This email worked its way through the filters:
Dear Business Partner,
We are very much interested in some of your product. We try to contact you online but you are not online so we decided to attach the picture of the product we need to dropbox and put it in your offline. Open the bellow link and download the attachment to preview the product we need:
... dropbox url snippage ... /Product%20Pics.rar
Let me know if the product is still available for sale and how much it costs, also tell us the product details.
Regards,
Allen Moore,
Procurement Officer,
International Product Buyers
Well, I don’t generally rebuff the humble, but I don’t have any “product” for sale. Also pulling the suspicion trigger:
- To: Recipients <Procurement@Officer.com>
- Subject: Open Attachment For Product Picture
It’s not clear what “attach the picture of the product we need to dropbox and put it in your offline” might mean. Despite the Dropbox URL, the email sported an attachment named Product\ Pics.rar
, showing they come from a different universe wherein every operating system has a native RAR extraction program.
Being a dutiful citizen of the Interwebs, I did what the nice man asked:
unrar e Product\ Pics.rar
That produced a single file which RAR described thusly:
Extracting Product Picjpg.SCR
At least that’s what it looked like on the command line. I think they were trying to overwrite the SCR
with the jpg
, as the file name was really Product Pic<U+202E>RCS.gpj
, but the Unicode U+20E bidirectional text control character seems to be in the wrong place. I think they wanted Product Pic.SCR<U+202E>gpj
, but I also confess to having no experience with sixth-level Unicode direction reversal rendering.

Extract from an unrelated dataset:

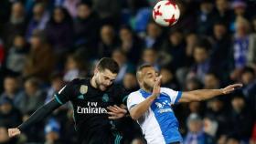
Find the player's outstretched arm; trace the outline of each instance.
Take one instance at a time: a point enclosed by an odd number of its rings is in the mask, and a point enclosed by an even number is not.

Anyhow, handing the entire RAR archive to VirusTotal produces the expected result:

It’s disconcerting to see ClamAV asleep at the switch on this one, but signature detection has become decreasingly relevant these days.
I opted to not respond to the request..
Apparently .scr extensions are used for screen savers for windows, which are a common vehicle for viruses. This seems to cause some antivirus software to have a knee-jerk reaction to Eagle script files (which use the same extension). The attempted Unicode trick is a new wrinkle, however.
As if you could depend on the file extension to tell you anything about file’s contents… used to be, they’d pad the extension with a gazillion blanks to push it off to the right, out of the frame, but I suppose Unicode makes that easier.
A few days ago I spotted a URL with non-ASCII characters, replacing the “c” in “.com” with something that rendered as a cursive. That sort of fakery is now the leading edge of scamming. [sigh]
I recently got a spam e-mail of similar persuasion. The Gmail-based e-mail address to which it was sent must be too easy to guess. :P
I thought the content of “PS I”* was especially amusing.
* Spammer people, it’s PS and PPS. Add more Ps as you go along!
Yup, that looks familiar…
I wonder what would happen if you took them up on the “meet you in person” option? They’d surely want cash up front, then vanish into the woodwork!